Le correctif: N'oubliez pas que vous êtes leur bien-aimé, pas leur médecin ou leur entraîneur - votre rôle n'est pas de les guérir ou de les sauver. Soyez simplement le meilleur exemple pour eux: vivez votre vie comme vous aimeriez que quelqu'un d'autre soit votre modèle. Lorsqu'ils sont prêts et commencent à vous poser des questions, vous pouvez ouvrir doucement la conversation.

Lorsque vous commencez à vous désintoxiquer, soyez fier de votre croissance.
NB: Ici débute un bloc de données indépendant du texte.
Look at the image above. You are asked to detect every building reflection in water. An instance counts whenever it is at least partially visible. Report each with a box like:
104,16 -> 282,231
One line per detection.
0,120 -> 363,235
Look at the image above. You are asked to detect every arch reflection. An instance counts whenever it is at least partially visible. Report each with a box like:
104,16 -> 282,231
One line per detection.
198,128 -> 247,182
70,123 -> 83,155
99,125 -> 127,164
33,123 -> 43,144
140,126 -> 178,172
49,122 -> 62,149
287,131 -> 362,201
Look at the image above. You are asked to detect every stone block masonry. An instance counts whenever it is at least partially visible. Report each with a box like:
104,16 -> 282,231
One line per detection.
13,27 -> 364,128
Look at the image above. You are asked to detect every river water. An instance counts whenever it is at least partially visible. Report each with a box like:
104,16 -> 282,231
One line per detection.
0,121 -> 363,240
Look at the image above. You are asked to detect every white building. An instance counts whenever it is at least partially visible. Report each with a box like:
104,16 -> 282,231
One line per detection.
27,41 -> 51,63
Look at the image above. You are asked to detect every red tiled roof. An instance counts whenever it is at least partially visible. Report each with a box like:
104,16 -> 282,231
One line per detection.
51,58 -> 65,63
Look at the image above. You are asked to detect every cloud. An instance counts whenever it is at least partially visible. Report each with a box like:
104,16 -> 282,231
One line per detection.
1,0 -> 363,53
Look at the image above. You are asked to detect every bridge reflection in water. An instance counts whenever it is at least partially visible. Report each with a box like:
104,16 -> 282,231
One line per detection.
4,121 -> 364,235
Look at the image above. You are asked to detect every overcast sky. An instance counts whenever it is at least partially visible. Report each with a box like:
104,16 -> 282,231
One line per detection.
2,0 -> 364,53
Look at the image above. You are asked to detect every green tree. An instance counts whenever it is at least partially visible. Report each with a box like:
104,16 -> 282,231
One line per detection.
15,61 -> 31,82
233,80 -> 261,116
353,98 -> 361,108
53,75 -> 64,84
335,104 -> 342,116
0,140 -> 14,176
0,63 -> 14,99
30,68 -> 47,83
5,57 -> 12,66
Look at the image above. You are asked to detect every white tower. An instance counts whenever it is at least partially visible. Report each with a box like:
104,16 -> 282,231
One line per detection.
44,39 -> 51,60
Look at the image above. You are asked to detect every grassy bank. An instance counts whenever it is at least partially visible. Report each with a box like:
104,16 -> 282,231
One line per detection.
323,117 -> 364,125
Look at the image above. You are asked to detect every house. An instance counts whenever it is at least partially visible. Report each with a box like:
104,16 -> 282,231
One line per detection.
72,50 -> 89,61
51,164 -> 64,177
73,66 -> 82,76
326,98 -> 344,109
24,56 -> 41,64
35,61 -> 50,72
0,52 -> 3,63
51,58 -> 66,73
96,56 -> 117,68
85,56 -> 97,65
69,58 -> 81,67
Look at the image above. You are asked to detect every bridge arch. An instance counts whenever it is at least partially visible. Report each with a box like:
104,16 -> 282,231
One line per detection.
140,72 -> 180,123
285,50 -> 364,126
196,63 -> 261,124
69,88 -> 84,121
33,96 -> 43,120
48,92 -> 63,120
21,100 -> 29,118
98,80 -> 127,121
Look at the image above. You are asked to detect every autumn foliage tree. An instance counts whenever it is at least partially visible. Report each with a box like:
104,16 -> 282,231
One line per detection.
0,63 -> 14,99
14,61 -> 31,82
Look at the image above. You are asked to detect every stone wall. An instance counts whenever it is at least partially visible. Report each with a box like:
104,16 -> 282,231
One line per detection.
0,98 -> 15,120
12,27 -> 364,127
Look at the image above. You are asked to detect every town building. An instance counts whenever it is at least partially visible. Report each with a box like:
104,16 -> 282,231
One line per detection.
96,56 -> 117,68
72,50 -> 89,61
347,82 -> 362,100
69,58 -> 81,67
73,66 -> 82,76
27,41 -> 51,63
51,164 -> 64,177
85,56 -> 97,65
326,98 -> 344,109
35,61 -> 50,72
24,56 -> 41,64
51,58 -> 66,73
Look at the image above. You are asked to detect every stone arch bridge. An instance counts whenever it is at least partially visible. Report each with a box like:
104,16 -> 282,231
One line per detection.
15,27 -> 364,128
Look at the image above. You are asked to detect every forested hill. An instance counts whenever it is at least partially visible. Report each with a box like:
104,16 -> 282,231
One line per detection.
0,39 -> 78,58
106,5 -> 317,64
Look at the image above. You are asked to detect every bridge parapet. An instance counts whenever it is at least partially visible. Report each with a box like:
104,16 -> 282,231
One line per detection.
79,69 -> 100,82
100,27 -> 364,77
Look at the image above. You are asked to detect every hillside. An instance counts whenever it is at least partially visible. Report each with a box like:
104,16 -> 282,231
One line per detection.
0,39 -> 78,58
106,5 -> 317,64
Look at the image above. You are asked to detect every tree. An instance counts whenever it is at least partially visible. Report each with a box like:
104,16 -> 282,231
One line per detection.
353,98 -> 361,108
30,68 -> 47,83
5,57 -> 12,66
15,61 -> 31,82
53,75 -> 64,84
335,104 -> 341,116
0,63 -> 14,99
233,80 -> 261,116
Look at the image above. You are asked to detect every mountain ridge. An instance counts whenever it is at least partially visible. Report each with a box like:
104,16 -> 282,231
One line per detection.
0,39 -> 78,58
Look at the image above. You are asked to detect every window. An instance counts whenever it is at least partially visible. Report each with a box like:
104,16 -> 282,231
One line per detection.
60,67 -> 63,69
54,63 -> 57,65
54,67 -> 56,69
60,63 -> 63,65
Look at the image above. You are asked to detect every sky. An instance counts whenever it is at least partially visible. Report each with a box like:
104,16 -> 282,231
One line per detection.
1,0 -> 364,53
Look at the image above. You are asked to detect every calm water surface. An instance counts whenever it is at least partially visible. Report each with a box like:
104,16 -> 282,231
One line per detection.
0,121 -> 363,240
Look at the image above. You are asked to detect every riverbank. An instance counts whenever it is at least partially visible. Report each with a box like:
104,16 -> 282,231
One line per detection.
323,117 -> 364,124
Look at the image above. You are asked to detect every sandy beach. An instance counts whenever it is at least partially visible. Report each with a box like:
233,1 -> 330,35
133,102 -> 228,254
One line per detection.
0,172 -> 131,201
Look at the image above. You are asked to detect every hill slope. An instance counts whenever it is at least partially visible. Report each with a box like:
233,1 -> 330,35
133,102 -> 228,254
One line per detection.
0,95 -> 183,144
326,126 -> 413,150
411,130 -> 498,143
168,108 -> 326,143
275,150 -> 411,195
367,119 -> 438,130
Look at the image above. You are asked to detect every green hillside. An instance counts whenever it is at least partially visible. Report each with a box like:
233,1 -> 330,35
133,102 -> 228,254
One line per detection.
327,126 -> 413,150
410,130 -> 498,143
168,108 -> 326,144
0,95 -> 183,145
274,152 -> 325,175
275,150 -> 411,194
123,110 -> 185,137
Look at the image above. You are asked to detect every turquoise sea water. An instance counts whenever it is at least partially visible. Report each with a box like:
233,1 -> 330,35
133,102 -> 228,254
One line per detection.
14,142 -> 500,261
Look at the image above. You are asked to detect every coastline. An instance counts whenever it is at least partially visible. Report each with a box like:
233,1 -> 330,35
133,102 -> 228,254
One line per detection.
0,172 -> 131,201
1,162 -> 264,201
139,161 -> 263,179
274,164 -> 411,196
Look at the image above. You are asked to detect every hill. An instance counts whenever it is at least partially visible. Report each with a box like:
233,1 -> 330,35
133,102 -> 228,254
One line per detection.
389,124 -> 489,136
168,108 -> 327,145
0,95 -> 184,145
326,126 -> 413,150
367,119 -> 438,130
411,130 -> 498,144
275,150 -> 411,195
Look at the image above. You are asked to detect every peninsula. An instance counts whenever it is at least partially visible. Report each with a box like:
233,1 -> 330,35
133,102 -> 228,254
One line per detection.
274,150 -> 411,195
Nous sommes fondamentalement des imitateurs - nous apprenons les comportements en modélisant les autres, et parfois nous avons les mauvais modèles. À d'autres moments, nous nous heurtons à une mauvaise vague de vie, nous nous fatiguons et voyons le monde à travers une lentille pessimiste. Et ainsi nos comportements toxiques se développent.

Mais les avoir dans un chapitre de notre vie ne signifie pas que nous y sommes condamnés pour toujours. Au lieu de cela, identifier la racine et s'engager dans la croissance personnelle peut nous aider à retrouver notre ancien moi ou à créer un nouveau moi qui est plus fort, après avoir intégré la sagesse d'un chapitre difficile de nos vies.

Ce n’est pas une honte que nous avons eu de mauvais comportements. Au contraire, savoir que nous les avons transcendés est en fait un motif de fierté. Comprendre notre propre comportement toxique développe l'empathie pour les raisons pour lesquelles nous faisons les choses que nous faisons, aiguise notre conscience de soi et nous aide à devenir de meilleures personnes. La reconnaissance est la première étape de ce voyage.